L'Italia del dopo 25 settembre non può permettersi - non lo può: è un dato di fatto semplice e duro come la pietra - di avere un governo che non dia la massima garanzia di voler restare nel perimetro della serietà. Berlusconi, Salvini e Meloni, in forme, su fronti e a livelli d'intensità differenti, hanno tutti e tre gettato un occhio, e talvolta ben più di un occhio, al di fuori di quel perimetro. La prova di serietà che si chiede loro è che da qui al 25 settembre dissolvano ogni dubbio, facciano piazza pulita di qualsiasi ambiguità su tutti e tre i lati del triangolo. Il Partito democratico e le forze politiche centriste sono certamente, interamente all'interno del perimetro della serietà.
Il loro problema, del Pd in particolare, è che danno l'impressione di voler fare ben poco oltre a stare immobili al centro del poligono, e paiono pensare che garantire di restarci sia condizione non soltanto necessaria ma anche sufficiente del loro fare politica. La serietà, così, è diventata fine a se stessa, si è trasformata in un vessillo, un alibi, un mezzo di conservazione del potere.
E, infine, in uno strumento di delegittimazione della destra. Perché la serietà potesse svolgere quest' ultima funzione, però, le forze politiche e culturali «serie» hanno dovuto dilatarne il perimetro, tirarlo dalla propria parte, esasperare i toni e denunciare sconfinamenti e violazioni anche là dove non ce n'erano. E tutto questo, in definitiva, è stato terribilmente poco serio. Perfino meno serio, per certi versi, che promettere un milione di alberi.

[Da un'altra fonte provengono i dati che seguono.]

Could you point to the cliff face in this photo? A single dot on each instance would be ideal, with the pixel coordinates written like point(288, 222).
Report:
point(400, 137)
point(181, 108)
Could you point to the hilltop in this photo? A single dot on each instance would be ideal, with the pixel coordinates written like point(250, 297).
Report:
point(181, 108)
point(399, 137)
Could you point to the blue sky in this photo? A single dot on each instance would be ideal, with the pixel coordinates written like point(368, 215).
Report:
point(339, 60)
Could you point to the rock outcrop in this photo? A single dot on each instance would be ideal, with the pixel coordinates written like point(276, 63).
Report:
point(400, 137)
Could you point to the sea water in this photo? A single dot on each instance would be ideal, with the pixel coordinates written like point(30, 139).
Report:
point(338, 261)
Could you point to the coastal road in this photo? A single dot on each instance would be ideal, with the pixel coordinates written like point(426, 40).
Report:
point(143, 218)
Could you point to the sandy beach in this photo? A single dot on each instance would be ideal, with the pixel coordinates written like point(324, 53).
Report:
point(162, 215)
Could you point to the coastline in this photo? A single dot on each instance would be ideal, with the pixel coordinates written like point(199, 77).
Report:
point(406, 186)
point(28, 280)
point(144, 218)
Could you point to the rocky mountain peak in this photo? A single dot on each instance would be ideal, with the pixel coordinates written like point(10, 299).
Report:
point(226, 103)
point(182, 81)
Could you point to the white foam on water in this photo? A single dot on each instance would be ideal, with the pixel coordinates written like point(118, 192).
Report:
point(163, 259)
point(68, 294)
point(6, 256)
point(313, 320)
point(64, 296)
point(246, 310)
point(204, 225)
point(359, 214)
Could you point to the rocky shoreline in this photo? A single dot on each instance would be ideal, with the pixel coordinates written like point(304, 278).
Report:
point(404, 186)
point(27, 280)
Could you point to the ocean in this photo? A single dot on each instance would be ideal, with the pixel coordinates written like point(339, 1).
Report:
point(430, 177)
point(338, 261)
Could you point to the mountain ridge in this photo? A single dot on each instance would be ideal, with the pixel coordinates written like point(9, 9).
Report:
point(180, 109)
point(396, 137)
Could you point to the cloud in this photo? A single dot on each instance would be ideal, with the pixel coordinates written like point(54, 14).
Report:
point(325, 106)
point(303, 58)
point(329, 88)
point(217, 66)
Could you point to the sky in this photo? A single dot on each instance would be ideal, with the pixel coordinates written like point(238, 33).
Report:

BERLUSCONI SALVINI MELONI BY BENNY
Soprattutto, tutto questo ha contribuito all'isterismo e al catastrofismo dei quali si diceva sopra, e al rischio che l'Italia si trovi intrappolata in una profezia di sventura che si auto-avvera. Che il destra-centro si collochi all'interno del perimetro della serietà, e che questa sua collocazione sia chiaramente percepita anche all'estero, è interesse di tutti. Se così non fosse e il destra-centro dovesse vincere le elezioni e arrivare al governo, l'Italia ne sarebbe enormemente indebolita in un momento storico molto difficile e le istituzioni democratiche ne sarebbero messe ulteriormente sotto pressione. Qualcuno sulla sinistra e al centro potrebbe approfittarne, nel breve periodo. Ma avrebbe ben poco di cui gloriarsi.